Suppose we constrain objects from a known set to stand in certain `upright' poses on a supporting plane, for instance, chairs and tables on the floor, or glasses and bottles on a table. The orientation of such planes is often known, as for a mobile robot in flat terrain. If the plane orientation is known, the space of object poses that has to be searched for analyzing such a scene is reduced to at most 4 dimensions (3 for translation in physical space, 1 for rotation about an axis) per object. The pose space is further reduced to 3 dimensions, if the height of the plane is known, as for a robot's camera system mounted at a certain height above the ground or table.
In such reduced parameter spaces, a global search for a scene interpretation may be feasible. Moreover, the particular nature of stereo data of such scenes may be exploited by very efficient algorithms that implement a computational shortcut and a good approximation to a full maximum-likelihood interpretation.

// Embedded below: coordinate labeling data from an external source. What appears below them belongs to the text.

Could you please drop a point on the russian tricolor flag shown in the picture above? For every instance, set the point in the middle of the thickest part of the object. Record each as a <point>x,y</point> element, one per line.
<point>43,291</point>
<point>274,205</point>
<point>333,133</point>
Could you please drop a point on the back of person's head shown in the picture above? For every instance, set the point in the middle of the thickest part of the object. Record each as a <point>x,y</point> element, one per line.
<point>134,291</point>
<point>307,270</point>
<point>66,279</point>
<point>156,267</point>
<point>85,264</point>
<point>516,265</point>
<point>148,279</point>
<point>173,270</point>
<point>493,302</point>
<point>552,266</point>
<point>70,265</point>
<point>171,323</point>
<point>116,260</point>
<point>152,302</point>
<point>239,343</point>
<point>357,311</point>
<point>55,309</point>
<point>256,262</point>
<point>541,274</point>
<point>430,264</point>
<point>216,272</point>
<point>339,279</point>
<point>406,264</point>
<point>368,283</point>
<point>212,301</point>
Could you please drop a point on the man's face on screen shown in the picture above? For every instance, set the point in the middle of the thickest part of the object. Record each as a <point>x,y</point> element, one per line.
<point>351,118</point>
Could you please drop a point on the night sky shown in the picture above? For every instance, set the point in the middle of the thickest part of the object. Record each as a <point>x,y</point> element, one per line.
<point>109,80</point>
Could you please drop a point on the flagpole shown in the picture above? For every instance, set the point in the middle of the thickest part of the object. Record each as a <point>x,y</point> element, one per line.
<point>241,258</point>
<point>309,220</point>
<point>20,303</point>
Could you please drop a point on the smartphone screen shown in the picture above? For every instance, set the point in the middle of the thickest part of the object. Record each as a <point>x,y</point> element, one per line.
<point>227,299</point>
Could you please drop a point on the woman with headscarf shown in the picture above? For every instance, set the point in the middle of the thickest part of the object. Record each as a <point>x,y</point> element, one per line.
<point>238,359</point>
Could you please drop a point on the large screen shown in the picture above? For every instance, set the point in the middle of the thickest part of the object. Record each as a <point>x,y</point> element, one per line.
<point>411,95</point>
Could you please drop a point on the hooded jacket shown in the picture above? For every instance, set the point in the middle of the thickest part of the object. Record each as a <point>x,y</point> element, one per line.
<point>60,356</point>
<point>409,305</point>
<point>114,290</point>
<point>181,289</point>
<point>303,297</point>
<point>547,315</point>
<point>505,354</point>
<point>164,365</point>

We use a three-camera system (Digiclops, Point Grey Research Inc.) to perform stereo processing with a horizontal and a vertical stereo pair (baseline 10 cm). Each image has a resolution of 640x480 pixels. The algorithm employed is a straightforward local correspondence search by minimizing the sum of absolute differences over square patches of the LoG-filtered (Laplacian-of-Gaussian filter) images. We have set a high threshold for valid regions of the LoG-filtered images, such that only regions of high scene contrast are taken into account. As a result, mainly surface creases, sharp bends, and depth discontinuities contribute to further processing. The output from stereo processing thus is a sparse representation of the scene by rather few 3D-data points, outlining the objects on the table.
The sparse scene representation that we obtain from stereo processing has two major advantages for the processing steps to follow: it keeps the computational load low and it allows for a reliable scene interpretation by simple methods adapted from fuzzy-set and probability theory. It turns out that objects standing on a weakly textured plane, like our table, are visually well described by a few 3D-data points restricted to high-contrast regions of the scene.
The object models used for scene analysis are derived from empirically sampled histograms of the stereo data produced by the objects of interest. The models describe the probability for a data point at a specific position in data space to arise from a specific object with specific pose. In fuzzy-set theory, they would be called the `membership function for data points' of the specific object and pose. Traditional fuzzy logic, however, is independent of any probabilistic interpretation of membership values.
Search and optimization of the match of all object models to the stereo data across all possible pose parameters is efficiently implemented by a fuzzy variant of the generalized Hough transform.
We have found that the described method for scene interpretation can cope with challenging objects such as glasses under partial occlusion and over large variations of lighting (daylight, fluorescent light, and spotlight).
An example scene features a water bottle, two wine glasses, a water glass, and a cup on a table, as seen in the image taken by one of the three cameras.
|The 3D-data points obtained from stereo processing of that scene are here viewed from the close left table corner. The objects are mainly represented by contour points. Note the large amount of background data that arise as artifacts from stereo processing under such difficult conditions (transparent objects). This data set comprises 21,043 points.|
Shown here are the data points projected onto the table with color labeling of the regions with evidence for the different objects: blue for the water bottle, red for the wine glasses, and green for the water glass. The cup is included in the scene as an outlier that is not sought, i.e., the system has no model of cups. The spurious evidence for a water bottle near the position of one of the wine glasses is suppressed by the larger evidence for a wine glass at that position. In fact, all sought objects are correctly located and identified, while the system is not confused by the presence of the cup. It may thus be marked as an unknown obstacle.
The approach to scene analysis sketched here is taken for an experimental service robot system, the Robutler.
Ulrich Hillenbrand. On the relation between probabilistic inference and fuzzy sets in visual scene analysis. Pattern Recognition Letters 25 (2004), pp. 1691-1699.
Ulrich Hillenbrand, Bernhard Brunner, Christoph Borst, and Gerd Hirzinger. The Robutler: a vision-controlled hand-arm system for manipulating bottles and glasses. Proceedings International Symposium on Robotics — ISR 2004.
Ulrich Hillenbrand, Christian Ott, Bernhard Brunner, Christoph Borst, and Gerd Hirzinger. Towards service robots for the human environment: the Robutler. Proceedings Mechatronics & Robotics — MechRob 2004, pp. 1497-1502.